Gov. Jerry Brown's proposal to impose a 1 percent lumber tax and limit wildfire liability awards formally surfaced in the Legislature this week amid heavy lobbying from the timber industry.
The wide-ranging forestry package that has drawn mixed reviews from environmentalists was amended Tuesday into Assembly Bill 1492.
Environmentalists generally like the fact that money would be raised for regulating the industry but are concerned about other provisions that reduce the frequency of environmental reviews and limit how much landowners would pay if they spark wildfires.
The bill is no slam dunk because as a tax it requires a two-thirds vote of the Legislature. Republicans were opposed to the bill earlier this year, but they are facing new pressure from high-powered lobbyists in the Capitol representing forestry interests.

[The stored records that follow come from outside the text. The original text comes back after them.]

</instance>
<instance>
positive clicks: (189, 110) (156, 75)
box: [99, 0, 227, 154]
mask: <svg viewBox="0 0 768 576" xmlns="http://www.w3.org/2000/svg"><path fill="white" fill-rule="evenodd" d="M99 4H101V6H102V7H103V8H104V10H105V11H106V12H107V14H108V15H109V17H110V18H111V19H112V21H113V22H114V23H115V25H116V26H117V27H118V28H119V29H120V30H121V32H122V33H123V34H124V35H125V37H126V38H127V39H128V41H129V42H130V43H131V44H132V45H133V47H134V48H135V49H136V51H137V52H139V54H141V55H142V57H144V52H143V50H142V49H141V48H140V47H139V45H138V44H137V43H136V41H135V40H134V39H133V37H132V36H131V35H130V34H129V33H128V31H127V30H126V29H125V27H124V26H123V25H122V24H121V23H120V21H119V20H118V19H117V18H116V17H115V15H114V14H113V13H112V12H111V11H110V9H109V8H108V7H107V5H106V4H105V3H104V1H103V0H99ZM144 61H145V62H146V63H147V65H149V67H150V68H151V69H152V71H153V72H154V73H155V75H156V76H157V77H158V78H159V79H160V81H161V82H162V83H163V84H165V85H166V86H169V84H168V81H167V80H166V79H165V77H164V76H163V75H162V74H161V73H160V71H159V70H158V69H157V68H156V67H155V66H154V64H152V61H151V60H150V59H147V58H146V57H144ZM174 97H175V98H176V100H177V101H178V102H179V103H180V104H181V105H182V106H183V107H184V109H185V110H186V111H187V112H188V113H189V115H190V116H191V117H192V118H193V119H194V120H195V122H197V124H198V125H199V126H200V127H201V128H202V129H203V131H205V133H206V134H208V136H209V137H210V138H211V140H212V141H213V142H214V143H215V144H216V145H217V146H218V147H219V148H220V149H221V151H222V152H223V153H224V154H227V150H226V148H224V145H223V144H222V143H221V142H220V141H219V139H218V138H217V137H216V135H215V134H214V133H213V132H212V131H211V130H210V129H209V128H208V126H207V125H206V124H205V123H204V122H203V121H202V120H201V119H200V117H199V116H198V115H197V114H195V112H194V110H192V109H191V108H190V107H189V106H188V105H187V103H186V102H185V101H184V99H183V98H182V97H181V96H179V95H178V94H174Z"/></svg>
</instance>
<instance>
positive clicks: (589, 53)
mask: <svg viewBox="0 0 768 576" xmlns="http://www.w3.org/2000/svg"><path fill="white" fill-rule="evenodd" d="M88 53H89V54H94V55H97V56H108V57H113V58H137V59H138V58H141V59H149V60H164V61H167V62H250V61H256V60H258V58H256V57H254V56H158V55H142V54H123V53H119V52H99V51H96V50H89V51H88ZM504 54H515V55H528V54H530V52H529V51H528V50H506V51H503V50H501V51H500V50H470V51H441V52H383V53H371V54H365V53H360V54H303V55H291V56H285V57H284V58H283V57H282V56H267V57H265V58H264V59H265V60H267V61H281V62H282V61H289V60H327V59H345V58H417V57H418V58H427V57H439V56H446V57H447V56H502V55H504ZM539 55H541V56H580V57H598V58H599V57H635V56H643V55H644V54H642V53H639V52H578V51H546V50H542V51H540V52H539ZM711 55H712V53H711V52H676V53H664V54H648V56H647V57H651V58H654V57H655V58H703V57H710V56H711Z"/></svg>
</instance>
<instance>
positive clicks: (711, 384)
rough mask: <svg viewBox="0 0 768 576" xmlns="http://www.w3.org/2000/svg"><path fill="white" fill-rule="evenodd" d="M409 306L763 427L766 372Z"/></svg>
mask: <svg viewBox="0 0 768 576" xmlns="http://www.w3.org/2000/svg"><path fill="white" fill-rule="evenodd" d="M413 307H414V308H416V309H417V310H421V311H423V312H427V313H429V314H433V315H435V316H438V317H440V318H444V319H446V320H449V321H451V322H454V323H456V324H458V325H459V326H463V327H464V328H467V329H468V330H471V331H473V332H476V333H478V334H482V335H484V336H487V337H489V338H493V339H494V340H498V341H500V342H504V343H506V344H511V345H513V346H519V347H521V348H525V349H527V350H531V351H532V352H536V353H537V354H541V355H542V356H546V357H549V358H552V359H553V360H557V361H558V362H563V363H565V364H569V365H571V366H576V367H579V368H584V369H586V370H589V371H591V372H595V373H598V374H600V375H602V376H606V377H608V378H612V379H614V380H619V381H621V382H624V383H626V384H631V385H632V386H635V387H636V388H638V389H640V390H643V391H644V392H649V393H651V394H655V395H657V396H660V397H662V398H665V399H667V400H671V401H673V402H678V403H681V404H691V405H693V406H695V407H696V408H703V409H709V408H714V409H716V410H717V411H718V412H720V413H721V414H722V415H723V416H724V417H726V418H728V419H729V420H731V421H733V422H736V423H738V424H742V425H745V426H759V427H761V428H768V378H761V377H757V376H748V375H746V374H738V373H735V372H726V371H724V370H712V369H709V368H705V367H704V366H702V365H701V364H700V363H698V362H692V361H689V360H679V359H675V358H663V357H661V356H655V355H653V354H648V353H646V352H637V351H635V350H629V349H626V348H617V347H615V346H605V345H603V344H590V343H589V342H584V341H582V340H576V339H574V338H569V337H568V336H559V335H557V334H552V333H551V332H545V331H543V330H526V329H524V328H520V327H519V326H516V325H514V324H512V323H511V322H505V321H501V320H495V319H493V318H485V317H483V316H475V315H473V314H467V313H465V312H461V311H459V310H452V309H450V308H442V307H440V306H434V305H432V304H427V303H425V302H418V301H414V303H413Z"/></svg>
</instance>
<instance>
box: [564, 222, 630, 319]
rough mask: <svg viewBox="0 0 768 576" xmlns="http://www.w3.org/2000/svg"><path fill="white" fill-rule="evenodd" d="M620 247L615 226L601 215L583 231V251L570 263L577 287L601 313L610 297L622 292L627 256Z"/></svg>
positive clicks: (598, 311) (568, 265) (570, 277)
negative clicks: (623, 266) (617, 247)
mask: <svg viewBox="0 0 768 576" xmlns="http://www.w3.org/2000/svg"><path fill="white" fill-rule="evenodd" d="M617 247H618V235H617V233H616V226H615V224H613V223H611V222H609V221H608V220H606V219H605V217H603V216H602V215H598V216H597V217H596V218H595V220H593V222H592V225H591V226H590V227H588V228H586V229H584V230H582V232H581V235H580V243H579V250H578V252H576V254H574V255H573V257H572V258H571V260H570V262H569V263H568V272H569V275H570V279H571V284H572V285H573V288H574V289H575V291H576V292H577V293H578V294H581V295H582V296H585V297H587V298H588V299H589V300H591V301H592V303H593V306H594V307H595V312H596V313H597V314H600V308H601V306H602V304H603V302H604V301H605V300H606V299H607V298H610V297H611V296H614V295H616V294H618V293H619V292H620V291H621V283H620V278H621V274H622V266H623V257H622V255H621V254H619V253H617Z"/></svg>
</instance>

Forest Landowners of California issued an "action alert" last week asking its members to specifically call Sen. Ted Gaines, R-Roseville, and Sen. Doug LaMalfa, R-Richvale, who represent large swaths of forestland.
According to the alert, the coalition supporting the measure includes forestry groups and the California Farm Bureau Federation. California timber companies say they need the changes to overcome a market disadvantage against competitors in the Pacific Northwest and overseas who now supply most wood sold in the state.

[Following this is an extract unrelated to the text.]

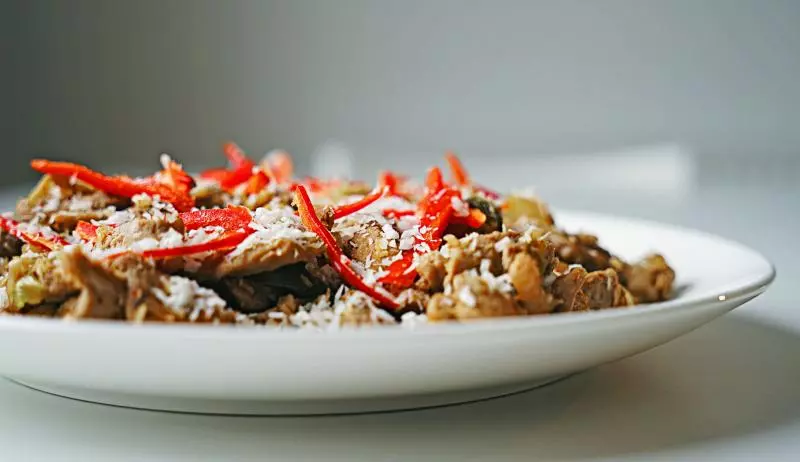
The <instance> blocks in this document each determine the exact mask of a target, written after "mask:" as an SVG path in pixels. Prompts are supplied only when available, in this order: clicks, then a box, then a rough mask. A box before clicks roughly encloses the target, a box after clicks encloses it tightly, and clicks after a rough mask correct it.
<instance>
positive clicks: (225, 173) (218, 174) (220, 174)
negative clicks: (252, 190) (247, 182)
mask: <svg viewBox="0 0 800 462" xmlns="http://www.w3.org/2000/svg"><path fill="white" fill-rule="evenodd" d="M222 150H223V152H224V153H225V157H227V158H228V163H229V164H230V168H229V169H221V168H214V169H211V170H206V171H205V172H202V173H201V174H200V177H202V178H207V179H212V180H215V181H217V182H218V183H219V185H220V187H222V188H223V189H226V190H231V189H233V188H235V187H236V186H239V185H240V184H242V183H244V182H246V181H247V180H249V179H250V177H251V176H253V167H255V163H254V162H253V161H252V160H250V159H249V158H248V157H247V155H246V154H245V153H244V151H242V149H241V148H240V147H239V146H238V145H237V144H236V143H225V144H224V145H223V146H222Z"/></svg>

AB 1492 would require retailers to impose a 1 percent tax on lumber sold in California to raise an estimated $30 million annually that would pay for regulatory oversight.
Environmentalists have complained that the state has underfunded state regulators and hampered their ability to ensure that proper wood-cutting occurs. The bill specifically provides $1.5 million for the Department of Fish and Game.
California timber firms support the tax because it relieves them of regulatory fees they must currently pay and additional fees that Democrats have long wanted to impose on them to fund state forestry oversight. Shifting the tax to consumers means that wood from outside California would also face the new 1 percent charge.
The bill is expected to be heard next week in the Senate Budget and Fiscal Review committee.
Earlier this year, the Sacramento-based U.S. attorney's office and Obama administration officials lobbied legislative leaders to douse the bill, which Brown initially wanted as part of the budget he signed in June. They specifically opposed the limit on wildfire liability damages after winning a string of awards against timber companies for past fires.
U.S. Attorney Benjamin B. Wagner was concerned that legislation could interfere with a case against Sierra Pacific Industries and other major landowners over the 2007 Moonlight fire.
Wagner settled with defendants in July for more than $100 million in cash and land. AB 1492 has language specifying that it would apply only to lawsuits filed after its enactment.